Overcoming maturation deficits in iPSC-NK cells through programmable T-bet induction Free

Introduction

Induced pluripotent stem cells (iPSC) represent a promising platform for generating Natural Killer (NK) cells for standardized off-the-shelf immunotherapy. However, current feeder-free differentiation protocols typically yield immature iPSC-derived NK (iNK) cells. These iNK cells lack the expression of key receptors typically associated with final maturation stages like Killer Ig-Like Receptors (KIRs) and underperform when compared to peripheral blood derived NK (pNK) cells. This hinders further investment and clinical translation of iNK cells for immunotherapy. Although transcription factors such as T-bet are established regulators of NK cell maturation, their targeted application during iPSC to NK cell differentiation has not been completely elucidated. Here, we investigate whether temporally controlled T-bet expression can impact iNK cell differentiation to a more mature and cytotoxic phenotype.

Methods

A doxycycline inducible T-bet expression cassette was stably integrated into iPSCs via PiggyBac transposition. Cells were then differentiated to NK cell lineage using a feeder-free embryoid-based protocol. Doxycycline was administered from the hematopoietic progenitor (HPC) stage onwards to activate exogenous T-bet expression. Flow cytometry was performed longitudinally at weeks 3 to 5 of NK cell lineage commitment from HPC and at the very end of the differentiation protocol, to assess lineage progression, maturation (CD94, CD56 and KIRs) and activating receptors expression (CD16, NKG2D, NCRs). Functional assays included CD107a degranulation against K562, Raji and Daudi cells. Primary NK cells served as benchmarks.

Results

Unmodified iNK cells exhibited markedly lower expression of NKG2D (11.0% versus 99.8%), CD16 (4.6% versus 86.8%), and multiple KIRs (ranging from 0.5-2.1% versus 8.9-10.9%) compared to pNK cells. T-bet induction led to a 6- to 11-fold increase in the expression of KIRs when compared to unmodified iNKs, and a 1.6- to 3.3- fold increase when compared to pNK cells. The co-expression of CD56 and CD94 (an NK lineage commitment and maturation marker) was also significantly enhanced in modified cells compared to control iNK cells (78.9% versus 33.7%). Importantly, compared to unmodified controls, T-bet iNK cells demonstrated enhanced effector functions, with a 1.4-fold increase in cytotoxicity against K562 cells (measured by CD107a upregulation) and an average 3-fold increase in IFN-γ secretion across all target cell lines and upon PMA/Ionomycin stimulation.

Conclusion

Controlled T-bet induction during iPSC differentiation substantially enhances NK cell maturation, supported by increased expression of multiple KIRs and improved functional activity. These findings emphasize the advantage of transcription factor engineering to overcome maturation bottlenecks in iNK platforms.

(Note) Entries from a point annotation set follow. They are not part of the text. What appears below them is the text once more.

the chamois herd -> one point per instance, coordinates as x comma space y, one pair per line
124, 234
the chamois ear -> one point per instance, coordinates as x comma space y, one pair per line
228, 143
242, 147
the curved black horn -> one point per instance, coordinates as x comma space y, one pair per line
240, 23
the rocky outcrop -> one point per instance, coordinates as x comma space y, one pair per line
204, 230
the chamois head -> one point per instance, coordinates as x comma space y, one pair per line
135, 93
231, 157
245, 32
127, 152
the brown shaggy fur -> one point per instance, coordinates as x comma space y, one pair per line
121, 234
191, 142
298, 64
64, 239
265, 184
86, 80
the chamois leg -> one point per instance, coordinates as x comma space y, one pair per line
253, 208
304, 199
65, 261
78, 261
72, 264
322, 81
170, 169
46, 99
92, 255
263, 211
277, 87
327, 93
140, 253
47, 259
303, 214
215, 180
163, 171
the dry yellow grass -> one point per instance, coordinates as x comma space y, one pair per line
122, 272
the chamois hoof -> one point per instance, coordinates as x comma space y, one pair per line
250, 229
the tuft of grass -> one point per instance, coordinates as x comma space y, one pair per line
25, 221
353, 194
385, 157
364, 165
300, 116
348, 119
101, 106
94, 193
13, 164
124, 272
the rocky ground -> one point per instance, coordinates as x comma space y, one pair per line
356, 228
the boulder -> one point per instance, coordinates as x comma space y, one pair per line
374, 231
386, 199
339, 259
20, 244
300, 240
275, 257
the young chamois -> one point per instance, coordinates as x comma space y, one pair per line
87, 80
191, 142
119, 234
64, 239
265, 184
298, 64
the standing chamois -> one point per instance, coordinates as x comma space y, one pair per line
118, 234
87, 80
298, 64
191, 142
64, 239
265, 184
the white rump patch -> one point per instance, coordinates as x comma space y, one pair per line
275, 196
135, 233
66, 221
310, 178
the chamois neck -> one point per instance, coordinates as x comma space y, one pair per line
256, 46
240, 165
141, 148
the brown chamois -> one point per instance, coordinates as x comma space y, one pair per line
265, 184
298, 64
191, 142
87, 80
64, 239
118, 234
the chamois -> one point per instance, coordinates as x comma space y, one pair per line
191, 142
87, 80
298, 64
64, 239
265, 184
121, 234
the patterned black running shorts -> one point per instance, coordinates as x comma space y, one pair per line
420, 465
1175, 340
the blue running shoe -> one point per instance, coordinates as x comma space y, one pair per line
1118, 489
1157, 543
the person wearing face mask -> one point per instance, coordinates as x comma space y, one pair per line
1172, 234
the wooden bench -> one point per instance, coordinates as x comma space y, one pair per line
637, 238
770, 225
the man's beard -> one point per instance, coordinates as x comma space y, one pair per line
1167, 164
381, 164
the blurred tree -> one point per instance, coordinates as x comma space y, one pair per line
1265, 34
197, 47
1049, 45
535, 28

Ongoing single cell transcriptomic analysis will help to elucidate the downstream pathways modulated by T-bet and identify synergistic targets for further improving iNK functional fitness. Additionally, engineering iNK cells to express KIRs offers a tractable strategy to match patients' HLA profiles. This could enable iNK cell licensing, thereby improving cytotoxicity, cytokine production, and responsiveness to stress signals. These findings support transcriptional engineering as a potentially central pillar in advancing the clinical utility of iNK-cell based immunotherapies.